I was talking to Chakravarthi Ram-Prasad about various issues in the embodiment and enaction of knowledge. As we all know, western philosophy has a hard time acknowledging that knowledge is embodied — read this insightful if somewhat bloated book by Lakoff and Johnson to get a cognitive science critique of classical western approaches to knowledge. Anyway, I am not going to gripe about Plato et. al. this time. Ram and I agreed that in the Indian traditions embodiment is quite well accepted — in fact it is enshrined in the pedagogical process itself, for we say that without a Guru, there is no hope for the seeker to get knowledge. Unlike the modern person (including me), who can just pick up a book and try to learn Advaita or Nyaya or whatever, the traditional student would have been forced to study with a Pandit. Of course, even a book is embodied, but its not the same as sitting, discussing and arguing with a qualified teacher.

Be that as it may, one could say that the Indian traditions fetishize the role of the teacher, leading to all kinds of abuse etc — more on that topic in a bit. After all, why is a teacher necessary for getting knowledge qua knowledge? This is too long a topic to address in one blogpost but here is a hint: the need for a Guru is related to the relationship between reason and emotion. In particular, it is related to the relationship between Trust, which is an emotional virtue, and Truth, which is a epistemic virtue. A Guru is one whom the student trusts with his entire being, and that faith (combined with a healthy skepticism) is necessary in order to grasp the truth. The Guru legitimizes the students understanding — so while the western philosopher may define knowledge as “justified true belief”, I might counter by saying that one might as well define knowledge as “legitimized true belief”.

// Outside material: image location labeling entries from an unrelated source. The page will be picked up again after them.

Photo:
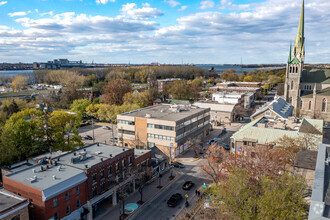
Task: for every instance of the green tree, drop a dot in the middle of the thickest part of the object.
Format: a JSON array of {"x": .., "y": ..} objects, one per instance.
[
  {"x": 80, "y": 105},
  {"x": 22, "y": 136}
]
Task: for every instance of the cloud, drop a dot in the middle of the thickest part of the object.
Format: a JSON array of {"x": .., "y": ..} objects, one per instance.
[
  {"x": 183, "y": 7},
  {"x": 104, "y": 1},
  {"x": 130, "y": 10},
  {"x": 19, "y": 13},
  {"x": 172, "y": 3},
  {"x": 207, "y": 4},
  {"x": 3, "y": 3}
]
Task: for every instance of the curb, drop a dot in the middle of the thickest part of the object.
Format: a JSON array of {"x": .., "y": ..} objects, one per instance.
[{"x": 137, "y": 211}]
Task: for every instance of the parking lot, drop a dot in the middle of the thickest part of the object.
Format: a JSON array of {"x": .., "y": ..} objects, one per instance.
[{"x": 101, "y": 135}]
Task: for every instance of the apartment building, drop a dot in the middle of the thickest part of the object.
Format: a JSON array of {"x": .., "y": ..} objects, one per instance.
[
  {"x": 75, "y": 184},
  {"x": 170, "y": 128}
]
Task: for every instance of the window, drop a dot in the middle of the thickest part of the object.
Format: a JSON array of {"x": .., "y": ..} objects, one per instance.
[
  {"x": 55, "y": 202},
  {"x": 109, "y": 171},
  {"x": 67, "y": 210},
  {"x": 78, "y": 203},
  {"x": 95, "y": 192},
  {"x": 117, "y": 167},
  {"x": 94, "y": 178},
  {"x": 16, "y": 217},
  {"x": 67, "y": 196},
  {"x": 324, "y": 105},
  {"x": 56, "y": 216}
]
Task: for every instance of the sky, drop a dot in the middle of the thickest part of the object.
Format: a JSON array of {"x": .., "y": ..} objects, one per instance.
[{"x": 164, "y": 31}]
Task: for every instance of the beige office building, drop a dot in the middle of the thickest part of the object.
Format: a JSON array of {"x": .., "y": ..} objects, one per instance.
[{"x": 170, "y": 128}]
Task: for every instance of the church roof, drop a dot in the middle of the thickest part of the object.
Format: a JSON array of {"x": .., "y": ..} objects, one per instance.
[
  {"x": 323, "y": 92},
  {"x": 316, "y": 76}
]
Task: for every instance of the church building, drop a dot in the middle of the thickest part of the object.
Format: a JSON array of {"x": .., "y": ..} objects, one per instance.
[{"x": 308, "y": 90}]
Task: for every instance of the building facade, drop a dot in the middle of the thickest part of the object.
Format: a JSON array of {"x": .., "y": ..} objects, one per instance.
[
  {"x": 307, "y": 90},
  {"x": 171, "y": 128}
]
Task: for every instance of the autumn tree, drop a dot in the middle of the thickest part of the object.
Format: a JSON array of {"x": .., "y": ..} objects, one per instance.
[
  {"x": 18, "y": 82},
  {"x": 115, "y": 90}
]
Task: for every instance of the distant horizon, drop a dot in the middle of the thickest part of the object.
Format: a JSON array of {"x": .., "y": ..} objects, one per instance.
[{"x": 167, "y": 31}]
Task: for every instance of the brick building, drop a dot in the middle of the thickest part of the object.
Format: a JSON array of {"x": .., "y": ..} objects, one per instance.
[
  {"x": 170, "y": 128},
  {"x": 75, "y": 184},
  {"x": 13, "y": 207}
]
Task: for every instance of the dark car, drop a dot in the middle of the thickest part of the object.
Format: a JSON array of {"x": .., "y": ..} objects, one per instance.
[
  {"x": 226, "y": 147},
  {"x": 87, "y": 137},
  {"x": 177, "y": 164},
  {"x": 187, "y": 185},
  {"x": 174, "y": 200}
]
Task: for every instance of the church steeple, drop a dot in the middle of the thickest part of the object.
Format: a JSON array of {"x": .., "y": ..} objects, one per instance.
[
  {"x": 289, "y": 58},
  {"x": 299, "y": 45}
]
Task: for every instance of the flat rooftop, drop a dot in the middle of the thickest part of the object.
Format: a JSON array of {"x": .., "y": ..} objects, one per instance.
[
  {"x": 9, "y": 201},
  {"x": 90, "y": 155},
  {"x": 166, "y": 112}
]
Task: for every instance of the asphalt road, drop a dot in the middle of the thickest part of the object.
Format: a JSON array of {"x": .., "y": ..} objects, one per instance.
[{"x": 157, "y": 207}]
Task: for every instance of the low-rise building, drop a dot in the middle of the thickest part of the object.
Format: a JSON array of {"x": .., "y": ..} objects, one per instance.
[
  {"x": 13, "y": 207},
  {"x": 75, "y": 184},
  {"x": 277, "y": 108},
  {"x": 171, "y": 128},
  {"x": 267, "y": 131},
  {"x": 219, "y": 112},
  {"x": 320, "y": 202}
]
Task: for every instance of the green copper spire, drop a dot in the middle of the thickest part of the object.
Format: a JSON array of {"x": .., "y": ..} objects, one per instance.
[
  {"x": 289, "y": 59},
  {"x": 300, "y": 39}
]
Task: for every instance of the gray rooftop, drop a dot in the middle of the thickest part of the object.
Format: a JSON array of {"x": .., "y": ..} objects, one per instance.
[
  {"x": 90, "y": 155},
  {"x": 9, "y": 201},
  {"x": 320, "y": 202},
  {"x": 166, "y": 112}
]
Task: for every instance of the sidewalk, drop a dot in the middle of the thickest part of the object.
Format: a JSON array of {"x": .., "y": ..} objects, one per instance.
[{"x": 149, "y": 192}]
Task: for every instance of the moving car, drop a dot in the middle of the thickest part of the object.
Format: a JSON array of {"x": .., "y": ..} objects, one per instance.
[
  {"x": 226, "y": 147},
  {"x": 174, "y": 200},
  {"x": 187, "y": 185},
  {"x": 87, "y": 137},
  {"x": 177, "y": 164}
]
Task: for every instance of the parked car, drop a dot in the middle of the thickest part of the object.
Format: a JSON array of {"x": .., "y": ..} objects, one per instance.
[
  {"x": 114, "y": 139},
  {"x": 226, "y": 147},
  {"x": 87, "y": 137},
  {"x": 177, "y": 164},
  {"x": 187, "y": 185},
  {"x": 174, "y": 200}
]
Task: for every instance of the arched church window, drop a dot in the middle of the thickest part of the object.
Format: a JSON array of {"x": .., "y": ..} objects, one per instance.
[{"x": 324, "y": 105}]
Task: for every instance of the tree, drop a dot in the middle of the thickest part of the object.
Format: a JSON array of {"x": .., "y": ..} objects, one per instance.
[
  {"x": 80, "y": 105},
  {"x": 18, "y": 82},
  {"x": 115, "y": 90}
]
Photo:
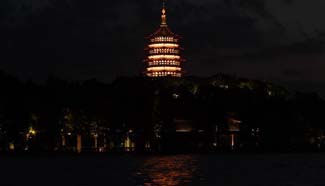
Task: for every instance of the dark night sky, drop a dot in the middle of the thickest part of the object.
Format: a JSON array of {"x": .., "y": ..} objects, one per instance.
[{"x": 278, "y": 40}]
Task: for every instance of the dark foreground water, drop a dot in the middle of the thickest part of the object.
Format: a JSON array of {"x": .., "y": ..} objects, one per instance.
[{"x": 214, "y": 170}]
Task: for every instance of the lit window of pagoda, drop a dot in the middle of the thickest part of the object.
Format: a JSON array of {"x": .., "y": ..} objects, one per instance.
[{"x": 163, "y": 52}]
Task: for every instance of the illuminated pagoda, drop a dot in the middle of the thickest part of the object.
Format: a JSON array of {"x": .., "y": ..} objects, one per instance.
[{"x": 163, "y": 52}]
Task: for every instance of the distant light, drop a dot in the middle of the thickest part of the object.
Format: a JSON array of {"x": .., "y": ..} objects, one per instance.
[
  {"x": 175, "y": 96},
  {"x": 11, "y": 146}
]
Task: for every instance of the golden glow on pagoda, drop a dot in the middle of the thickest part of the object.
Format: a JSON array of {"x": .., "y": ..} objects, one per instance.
[{"x": 163, "y": 52}]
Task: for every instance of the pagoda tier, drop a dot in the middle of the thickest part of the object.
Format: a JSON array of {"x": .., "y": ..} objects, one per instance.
[{"x": 163, "y": 52}]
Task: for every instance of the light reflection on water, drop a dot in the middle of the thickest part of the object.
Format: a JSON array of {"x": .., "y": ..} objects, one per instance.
[{"x": 168, "y": 171}]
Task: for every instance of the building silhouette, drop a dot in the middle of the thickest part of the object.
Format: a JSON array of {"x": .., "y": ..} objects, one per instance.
[{"x": 163, "y": 52}]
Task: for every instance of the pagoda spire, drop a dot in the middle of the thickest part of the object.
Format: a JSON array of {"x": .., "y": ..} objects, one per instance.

Coming back to Gurus — Ram and I were wondering why is it that when a Guru is accused of financial or sexual excesses, newspapers, magazines and websites are full of articles talking about the cult-like character of the Guru’s following and by association, of all of Hinduism (doesnt happen to Buddhist teachers as much, but the accusation of cultism is always in the background in the Buddhist case as well), while the shenanigans of Sports, Business and Movie Stars in the west are seen as failings of egoistic humans? Here’s an answer: Guru’s are seen as being central to the epistemic claims of Hinduism while they are not so in the Super Star case supposedly.

Well, here’s a thought — have you considered the possibility that in this entertainment saturated age, Super Stars are absolutely necessary in order to legitimize the knowledge produced in modern society, so that they perform exactly the same epistemic function in the modern west as Guru’s do in India? Why else do you think we see posters of Wittgenstein (captured staring intensely here) in philosophy graduate student apartments? And unlike Guru’s there are no cultural norms regulating Super Star tantrums. So who’s the real cult follower?